To think that way is to run the risk of making a serious mistake.

For although we are completely correct to stress the expiatory and atoning effect of Christ’s sacrifice as the focal point of the biblical account of reconciliation, we may not restrict the power of that sacrifice to what Christ once suffered and performed in our place. We refer again to the victorious power of Christ’s death and resurrection in his battle against the powers and demons which, as God’s adversaries, chained persons to their service. But this victory not only affects Satan and his subjects; the suffering and death of Christ also exert a liberating and renewing power in the lives of all who believe in him. The effect of this sacrifice is not only that it frees us from the guilt and punishment of sin, but also that it subjects us to Christ’s regime.
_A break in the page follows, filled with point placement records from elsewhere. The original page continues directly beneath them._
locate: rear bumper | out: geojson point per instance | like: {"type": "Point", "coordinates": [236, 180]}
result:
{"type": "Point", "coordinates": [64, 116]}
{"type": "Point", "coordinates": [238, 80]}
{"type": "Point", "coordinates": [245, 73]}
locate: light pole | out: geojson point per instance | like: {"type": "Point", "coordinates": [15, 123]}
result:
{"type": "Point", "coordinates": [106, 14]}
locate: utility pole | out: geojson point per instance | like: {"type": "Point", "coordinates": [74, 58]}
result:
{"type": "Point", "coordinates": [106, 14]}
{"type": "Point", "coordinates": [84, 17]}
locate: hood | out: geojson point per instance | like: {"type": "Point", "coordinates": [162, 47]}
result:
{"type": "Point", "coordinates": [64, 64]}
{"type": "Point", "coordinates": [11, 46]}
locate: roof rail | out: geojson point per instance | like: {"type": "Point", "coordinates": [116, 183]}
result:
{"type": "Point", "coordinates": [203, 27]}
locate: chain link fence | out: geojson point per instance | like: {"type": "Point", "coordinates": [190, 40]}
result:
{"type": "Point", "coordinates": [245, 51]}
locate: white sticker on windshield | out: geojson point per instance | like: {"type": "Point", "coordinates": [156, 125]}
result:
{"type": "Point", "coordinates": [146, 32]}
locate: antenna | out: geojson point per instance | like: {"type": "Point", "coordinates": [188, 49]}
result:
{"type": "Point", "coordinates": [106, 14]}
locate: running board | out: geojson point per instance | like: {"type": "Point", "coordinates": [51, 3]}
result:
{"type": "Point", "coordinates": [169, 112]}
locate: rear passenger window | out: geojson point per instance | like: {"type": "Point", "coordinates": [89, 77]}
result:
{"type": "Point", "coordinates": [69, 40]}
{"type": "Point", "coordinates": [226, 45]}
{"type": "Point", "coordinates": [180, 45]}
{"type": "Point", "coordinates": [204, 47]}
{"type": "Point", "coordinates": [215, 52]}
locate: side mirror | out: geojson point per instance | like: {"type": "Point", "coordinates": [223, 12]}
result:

Reconciliation means that the world — all things, man included — is again put right with God.

Where The New Creation Has Come To Light

From Herman Ridderbos’s classic book Paul: An Outline of His Theology, page 57:

Paul’s kerygma [message] of the great time of salvation that has dawned in Christ is above all determined by Christ’s death and resurrection. It is in them that the present aeon has lost its power and hold on the children of Adam and that the new things have come. For this reason, too, the entire unfolding of the salvation that has dawned with Christ again and again harks back to his death and resurrection, because all the facets in which this salvation appears and all the names by which it is described are ultimately nothing other than the unfolding of what this all-important breakthrough of life in death, of the kingdom of God in this present world, contains within itself. Here all lines come together, and from hence the whole Pauline proclamation of redemption can be described in its unity and coherence. Paul’s preaching, so we have seen, is “eschatology,” because it is preaching the fulfilling redemptive work of God in Christ. We might be able to delimit this further, to a certain extent schematically, by speaking of Paul’s “resurrection-eschatology.” For it is in Christ’s death and subsequent resurrection that the mystery of the redemptive plan of God has manifested itself in its true character and that the new creation has come to light.